You can also use biochar in concrete, but it is tricky because concrete is very cheap. There are actually other ways of making concrete more sustainable than just using biochar. But there are companies like Made of Air making 100%, recyclable construction materials from biocarbon and biochar.

A major advantage of our technology is the excess heat produced in the biochar process in the form of gas, which can be turned into hot water and sold for district heating. We have been looking at a site in Finland where we could integrate it directly into district heating. There is also the possibility to use gases produced as bi-products, like hydrogen or methane for other energy purposes. It’s also important to reiterate that biochar, even if not re-utilized, remains stable with our technology for more than 2,000 years so it is not releasing greenhouse gases in any way in this form.

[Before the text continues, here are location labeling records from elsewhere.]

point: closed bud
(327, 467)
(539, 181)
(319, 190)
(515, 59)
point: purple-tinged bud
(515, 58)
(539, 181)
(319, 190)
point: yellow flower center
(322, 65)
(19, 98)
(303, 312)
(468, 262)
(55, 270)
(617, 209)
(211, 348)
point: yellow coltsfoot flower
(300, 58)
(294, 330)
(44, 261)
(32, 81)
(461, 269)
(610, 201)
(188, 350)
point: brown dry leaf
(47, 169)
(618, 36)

Your main business model consists of selling credits. If so, what are your plans in this area and what price point are you at and where do you need to be in order to be commercially interesting? 

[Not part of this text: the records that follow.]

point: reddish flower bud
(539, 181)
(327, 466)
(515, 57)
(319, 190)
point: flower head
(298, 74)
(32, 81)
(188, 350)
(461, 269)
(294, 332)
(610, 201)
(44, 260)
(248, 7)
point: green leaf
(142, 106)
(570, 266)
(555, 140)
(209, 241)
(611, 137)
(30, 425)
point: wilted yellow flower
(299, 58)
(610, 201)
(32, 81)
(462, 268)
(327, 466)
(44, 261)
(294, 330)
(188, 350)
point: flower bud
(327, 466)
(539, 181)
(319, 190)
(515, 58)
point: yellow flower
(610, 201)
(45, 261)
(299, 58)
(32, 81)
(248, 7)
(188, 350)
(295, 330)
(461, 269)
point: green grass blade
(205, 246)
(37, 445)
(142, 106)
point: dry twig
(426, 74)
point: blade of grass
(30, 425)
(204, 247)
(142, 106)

Since December 2020, we have been registered on carbon removal marketplace Puro.earth, the first marketplace of its kind. In order to sell removal credits there, we had to do a lifecycle assessment and external audit verifying our technology and the measurement systems that we're using. We're seeing a lot of demand for carbon credits from companies that want to be carbon neutral – anyone from a food company to a tech company has made carbon neutrality pledges. However, the cheapest credits are just supporting green energy, they're not actually removing emissions added to the atmosphere. So, there is a shift towards carbon removal. 

Puro also provides the pricing mechanism. Because we are definitely not at a commercial scale yet, our system currently costs $620 per ton of CO2 removed, which is obviously very expensive. Towards the end of next year, we're aiming to get that to $400 because we'll be running at more capacity and then, by 2024, we're aiming to get to $200 which is a viable price for carbon removal. However, luckily, right now, we've had the luxury to have a few backers who have agreed to purchase our carbon removal at the actual cost but we need to get to $200 per ton.